Key Art (GRID Legends)

Der Zeitpunkt des Release hat es in sich. Nicht nur, dass zwei riesige Rennspiel-Marken ihre Rückkehr feiern, auch andere Schwergewichte wie Elden Ring und Horizon Forbidden West buhlen um die Aufmerksamkeit der Gamer. Da verwundert es nicht, dass Codemasters neues Rennspiel GRID Legends etwas unter dem Horizont fliegt oder besser fährt.

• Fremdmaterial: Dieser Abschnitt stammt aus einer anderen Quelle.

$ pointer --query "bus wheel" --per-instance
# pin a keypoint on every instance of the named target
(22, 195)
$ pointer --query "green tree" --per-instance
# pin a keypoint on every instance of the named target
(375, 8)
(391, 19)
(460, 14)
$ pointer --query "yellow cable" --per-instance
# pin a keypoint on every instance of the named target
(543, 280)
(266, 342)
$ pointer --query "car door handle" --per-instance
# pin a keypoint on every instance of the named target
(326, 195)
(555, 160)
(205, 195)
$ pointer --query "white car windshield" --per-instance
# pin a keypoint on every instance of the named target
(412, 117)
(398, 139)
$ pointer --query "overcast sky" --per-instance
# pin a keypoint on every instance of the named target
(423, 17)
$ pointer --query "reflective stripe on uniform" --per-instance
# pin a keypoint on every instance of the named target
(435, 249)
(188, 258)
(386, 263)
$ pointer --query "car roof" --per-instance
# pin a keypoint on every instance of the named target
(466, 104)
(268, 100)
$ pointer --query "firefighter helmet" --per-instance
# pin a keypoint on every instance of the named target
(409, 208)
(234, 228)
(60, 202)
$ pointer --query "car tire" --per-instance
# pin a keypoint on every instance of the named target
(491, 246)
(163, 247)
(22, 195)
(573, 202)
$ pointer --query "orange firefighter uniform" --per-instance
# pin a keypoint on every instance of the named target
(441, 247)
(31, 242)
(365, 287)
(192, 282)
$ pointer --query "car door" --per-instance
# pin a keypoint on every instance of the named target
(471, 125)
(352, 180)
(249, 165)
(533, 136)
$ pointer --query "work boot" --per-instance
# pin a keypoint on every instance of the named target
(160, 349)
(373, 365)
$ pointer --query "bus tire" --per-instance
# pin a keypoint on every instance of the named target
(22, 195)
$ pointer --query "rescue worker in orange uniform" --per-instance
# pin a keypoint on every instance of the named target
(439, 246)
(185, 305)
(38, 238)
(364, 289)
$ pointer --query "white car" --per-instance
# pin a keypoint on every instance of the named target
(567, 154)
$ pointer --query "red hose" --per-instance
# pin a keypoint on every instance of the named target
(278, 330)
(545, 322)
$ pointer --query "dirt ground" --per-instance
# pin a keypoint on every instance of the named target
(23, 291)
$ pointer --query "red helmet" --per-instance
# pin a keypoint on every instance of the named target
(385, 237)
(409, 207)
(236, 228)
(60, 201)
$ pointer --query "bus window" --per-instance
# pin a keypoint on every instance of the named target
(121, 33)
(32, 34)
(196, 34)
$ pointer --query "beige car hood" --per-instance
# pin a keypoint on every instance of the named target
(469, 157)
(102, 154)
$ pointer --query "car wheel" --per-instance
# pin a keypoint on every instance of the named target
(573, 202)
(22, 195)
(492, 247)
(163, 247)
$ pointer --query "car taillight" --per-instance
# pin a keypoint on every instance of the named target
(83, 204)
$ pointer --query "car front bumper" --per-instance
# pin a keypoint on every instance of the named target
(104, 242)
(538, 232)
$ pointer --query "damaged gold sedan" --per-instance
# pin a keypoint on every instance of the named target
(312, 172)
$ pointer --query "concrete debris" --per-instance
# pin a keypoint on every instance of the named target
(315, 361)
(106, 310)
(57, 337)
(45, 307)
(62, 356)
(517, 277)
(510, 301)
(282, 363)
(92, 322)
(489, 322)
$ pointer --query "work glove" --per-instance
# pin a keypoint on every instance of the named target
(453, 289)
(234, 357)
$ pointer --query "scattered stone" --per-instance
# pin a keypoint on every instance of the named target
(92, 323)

GRID Legends ist aber weder eine Motorsport-Simulation à la Gran Turismo noch ein Open-World-Spektakel wie Forza Horizon, sondern ein klassisches Arcade-Rennspiel mit zahlreichen Fantasie- und Realkursen. Auch die Story mit echten Schauspielern ist ein Alleinstellungsmerkmal.

Wer sich weniger stark mit der Rennspiel-Reihe beschäftigt, kann mittlerweile durchaus von den Benennungen seitens Codemasters verwirrt sein. GRID Legends stellt jedenfalls den Nachfolger des durchwachsenen GRID (2019) dar. Die Wurzeln führen aber sogar bis auf DTM Race Driver und TOCA Ende der 90er-Jahre zurück.

Doch für was steht GRID Legends eigentlich? Diese Frage habe ich mir während des Testens selbst öfter gestellt. Tourenwagen? E-Autos? Open-Wheel? Trucks? Moderne High-End-Sportwagen? Tuning? Positiv gesagt bietet GRID Legends viel Abwechslung, aber so richtig überzeugen kann das Rennspiel in keinem Aspekt und das gilt auch für den neuen Story-Modus.

Das Problem mit Stories in Rennspielen

Ich bin ein großer Fan von Story-Modi in Sportspielen, egal ob FIFA, Madden oder zuletzt auch F1 2021 von Codemasters selbst. Im Gegensatz zu den vorgerenderten Szenen voller Computergrafik hat man sich bei GRID Legends allerdings für eine Mischung aus CGI und echter Schauspieler entschieden.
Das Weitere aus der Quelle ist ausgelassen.